Question

Suppose that in a triangle ABC, DE || BC, and if DB = 5.4 cm, AD = 1.8 cm, EC = 7.2 cm, then find AE.

Answer 1

Hint: To solve this problem we need to first know the Basic Proportionality Theorem or BPT theorem.
According to basic proportionality theorem, If a line is drawn parallel to one side of a triangle to intersect the other two sides in distinct points, the other two sides are divided in the same ratio. To solve the given question, we will first draw the figure according to the given details and then use the BPT theorem to find the value of AE.

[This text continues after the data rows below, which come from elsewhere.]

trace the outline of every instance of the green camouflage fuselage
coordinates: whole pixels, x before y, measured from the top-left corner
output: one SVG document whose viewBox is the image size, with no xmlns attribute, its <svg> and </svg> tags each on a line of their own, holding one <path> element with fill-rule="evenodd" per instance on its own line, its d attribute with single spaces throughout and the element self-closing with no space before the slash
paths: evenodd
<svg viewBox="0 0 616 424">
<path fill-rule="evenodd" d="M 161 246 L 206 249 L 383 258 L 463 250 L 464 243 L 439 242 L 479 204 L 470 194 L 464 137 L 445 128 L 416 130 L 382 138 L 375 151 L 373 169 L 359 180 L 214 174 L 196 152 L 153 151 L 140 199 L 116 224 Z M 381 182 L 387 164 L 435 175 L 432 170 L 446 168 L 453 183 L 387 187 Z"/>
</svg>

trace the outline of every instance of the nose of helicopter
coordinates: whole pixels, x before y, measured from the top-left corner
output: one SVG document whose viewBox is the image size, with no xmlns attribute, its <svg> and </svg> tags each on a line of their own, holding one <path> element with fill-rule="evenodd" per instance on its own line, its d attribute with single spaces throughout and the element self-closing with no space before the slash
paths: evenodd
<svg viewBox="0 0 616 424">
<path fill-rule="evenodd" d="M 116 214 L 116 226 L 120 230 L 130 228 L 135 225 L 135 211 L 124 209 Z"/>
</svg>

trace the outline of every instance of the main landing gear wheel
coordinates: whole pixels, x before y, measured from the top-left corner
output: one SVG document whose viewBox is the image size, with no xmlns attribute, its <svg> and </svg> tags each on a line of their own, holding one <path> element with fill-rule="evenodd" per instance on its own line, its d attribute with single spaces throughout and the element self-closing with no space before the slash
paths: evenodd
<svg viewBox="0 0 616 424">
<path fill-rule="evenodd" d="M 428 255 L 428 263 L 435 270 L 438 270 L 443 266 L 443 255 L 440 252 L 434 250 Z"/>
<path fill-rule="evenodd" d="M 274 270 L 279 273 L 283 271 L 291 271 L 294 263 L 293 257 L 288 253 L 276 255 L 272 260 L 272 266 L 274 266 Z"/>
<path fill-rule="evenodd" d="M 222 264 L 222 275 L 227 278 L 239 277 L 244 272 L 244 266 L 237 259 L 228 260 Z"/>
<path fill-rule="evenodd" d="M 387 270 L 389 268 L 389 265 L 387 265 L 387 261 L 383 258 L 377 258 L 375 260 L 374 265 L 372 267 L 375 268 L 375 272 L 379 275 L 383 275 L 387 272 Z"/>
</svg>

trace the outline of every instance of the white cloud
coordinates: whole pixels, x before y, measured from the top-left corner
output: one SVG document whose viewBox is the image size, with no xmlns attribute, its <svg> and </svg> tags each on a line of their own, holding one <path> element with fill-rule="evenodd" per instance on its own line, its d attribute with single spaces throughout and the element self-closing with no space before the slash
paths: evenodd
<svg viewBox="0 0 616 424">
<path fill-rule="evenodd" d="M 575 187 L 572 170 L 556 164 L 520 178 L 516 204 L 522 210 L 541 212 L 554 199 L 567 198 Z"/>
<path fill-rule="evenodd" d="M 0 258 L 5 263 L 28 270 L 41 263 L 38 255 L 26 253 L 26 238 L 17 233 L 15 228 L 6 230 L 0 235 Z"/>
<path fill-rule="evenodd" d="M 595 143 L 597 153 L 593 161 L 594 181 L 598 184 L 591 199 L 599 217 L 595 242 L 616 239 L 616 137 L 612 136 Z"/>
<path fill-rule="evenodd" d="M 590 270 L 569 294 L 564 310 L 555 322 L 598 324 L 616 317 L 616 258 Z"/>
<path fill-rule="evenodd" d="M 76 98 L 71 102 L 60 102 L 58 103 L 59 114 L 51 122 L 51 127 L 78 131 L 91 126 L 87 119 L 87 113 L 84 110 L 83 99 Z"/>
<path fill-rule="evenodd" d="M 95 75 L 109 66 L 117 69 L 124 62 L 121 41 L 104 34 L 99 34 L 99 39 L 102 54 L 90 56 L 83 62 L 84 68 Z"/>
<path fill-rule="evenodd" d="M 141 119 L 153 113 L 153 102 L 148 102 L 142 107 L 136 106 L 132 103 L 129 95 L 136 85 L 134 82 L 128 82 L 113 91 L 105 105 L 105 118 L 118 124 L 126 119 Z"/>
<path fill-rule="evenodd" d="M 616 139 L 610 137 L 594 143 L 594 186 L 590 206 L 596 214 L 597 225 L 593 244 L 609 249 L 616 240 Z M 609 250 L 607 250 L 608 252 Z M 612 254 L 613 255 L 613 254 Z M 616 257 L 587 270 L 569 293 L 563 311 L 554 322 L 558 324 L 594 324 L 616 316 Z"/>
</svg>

Complete step-by-step answer:
We are given a $\Delta ABC$ in which DE || BC, and if DB = 5.4 cm, AD = 1.8 cm, EC = 7.2 cm and we have to find AE.
First we will draw the figure of the triangle according to the data given to us,

Now there is rule for the triangles known as Basic proportionality theorem according to which if a line drawn parallel to a side of triangle then it divides other two sides in same ratio,
Applying this theorem in our triangle we get,
$\dfrac{AD}{DB}=\dfrac{AE}{EC}$
Now putting the values DB = 5.4 cm, AD = 1.8 cm, EC = 7.2 cm, we get
$\dfrac{1.8}{5.4}=\dfrac{AE}{7.2}$
Cross multiplying we get,
$AE=\dfrac{1.8\times 7.2}{5.4}=2.4$
Hence we get the length of the AE in the $\Delta ABC$ as 2.4 cm

Note: You need to know the Basic proportionality theorem of triangles in order to solve this triangle and also remember it for future problems also. You can also solve this question by taking the ratio, $\dfrac{AD}{AB}=\dfrac{AE}{AC}$ this is also valid but then you will have to write AB = AD + DB and AC = AE + EC. Then putting the required values and solving you will get the same answer.